Adalet, Demokrasi, Paylaşım; Kolonlar Çürükse Çatı Tutmaz

Sabahın ilk ışıkları. Servis minibüsleri fabrikalara doğru yola çıkıyor. İşçiler yarı uykulu gözlerle camdan dışarı bakıyor. İçlerinden biri, geçen ay eline geçen maaşı düşünüyor.

Markete gitmeye bile yetmediğini fark edince içinden geçiriyor: “Ben sabahtan akşama kadar çalışıyorum, peki niye geçinemiyorum?”
Bir başka mahallede, emekli bir öğretmen torununa ufak bir harçlık vermek için cüzdanını açıyor.

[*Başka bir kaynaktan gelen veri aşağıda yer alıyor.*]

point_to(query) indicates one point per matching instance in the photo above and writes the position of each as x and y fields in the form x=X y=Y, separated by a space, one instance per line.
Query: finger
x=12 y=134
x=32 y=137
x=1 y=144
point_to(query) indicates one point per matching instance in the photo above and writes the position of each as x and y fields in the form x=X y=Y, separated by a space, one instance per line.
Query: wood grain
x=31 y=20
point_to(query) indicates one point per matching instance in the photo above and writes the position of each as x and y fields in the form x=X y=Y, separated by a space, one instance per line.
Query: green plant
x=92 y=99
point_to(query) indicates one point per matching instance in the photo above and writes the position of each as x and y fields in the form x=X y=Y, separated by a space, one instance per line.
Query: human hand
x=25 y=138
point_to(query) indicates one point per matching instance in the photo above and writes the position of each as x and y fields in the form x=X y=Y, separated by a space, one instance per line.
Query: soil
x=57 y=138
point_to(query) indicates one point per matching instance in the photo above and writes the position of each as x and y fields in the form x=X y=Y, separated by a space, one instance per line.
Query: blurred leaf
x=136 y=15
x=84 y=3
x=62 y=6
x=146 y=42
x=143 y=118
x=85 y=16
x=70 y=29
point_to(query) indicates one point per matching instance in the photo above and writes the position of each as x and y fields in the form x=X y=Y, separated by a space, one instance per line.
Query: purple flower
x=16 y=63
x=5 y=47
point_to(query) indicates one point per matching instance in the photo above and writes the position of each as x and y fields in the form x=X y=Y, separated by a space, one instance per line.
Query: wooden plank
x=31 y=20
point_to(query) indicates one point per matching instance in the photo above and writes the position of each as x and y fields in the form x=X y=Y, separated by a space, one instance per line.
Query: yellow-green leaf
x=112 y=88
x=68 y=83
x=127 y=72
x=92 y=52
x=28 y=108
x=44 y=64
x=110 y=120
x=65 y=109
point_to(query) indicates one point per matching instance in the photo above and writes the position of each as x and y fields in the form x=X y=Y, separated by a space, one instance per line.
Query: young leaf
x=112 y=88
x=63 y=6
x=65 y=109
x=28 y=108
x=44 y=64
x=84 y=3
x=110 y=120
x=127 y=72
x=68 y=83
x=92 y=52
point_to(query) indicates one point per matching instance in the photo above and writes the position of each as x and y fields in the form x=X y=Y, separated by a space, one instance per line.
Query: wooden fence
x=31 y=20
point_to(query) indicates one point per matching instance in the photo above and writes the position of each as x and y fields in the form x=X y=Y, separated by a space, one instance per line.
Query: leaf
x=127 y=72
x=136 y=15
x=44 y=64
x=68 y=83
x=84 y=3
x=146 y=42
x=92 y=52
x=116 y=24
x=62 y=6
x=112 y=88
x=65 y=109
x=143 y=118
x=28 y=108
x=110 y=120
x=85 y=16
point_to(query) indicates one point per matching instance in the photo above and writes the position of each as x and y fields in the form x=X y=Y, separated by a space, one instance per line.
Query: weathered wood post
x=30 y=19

Ama bozukluklardan başka bir şey kalmamış. O da içinden geçiriyor: “Ben yıllarca bu ülkenin çocuklarını okuttum. Şimdi torunuma bile yüz lira veremiyorum.”
Öğlen vakti, üniversite kantininde iki genç yan yana oturmuş. Biri arkadaşına dönüp diyor ki: “Ben mezun olunca iş bulabileceğime inanmıyorum. Gitmekten başka çare yok.” Diğeri sessizce başını sallıyor. İçlerinde büyüyen his aynı: Bu ülke bize gelecek sunmuyor.
İşte Türkiye’nin gerçeği bunlar. Hayat pahalı. Geçim zor. Umut dar. Adalet kırılmış, demokrasi kâğıt üstünde kalmış. İktidar basına yansıyan duruma göre hukuku sopa gibi kullanıyor, ama muhalefet de çoğu zaman sadece sonuçlara itiraz ediyor. Düzenin kendisine değil.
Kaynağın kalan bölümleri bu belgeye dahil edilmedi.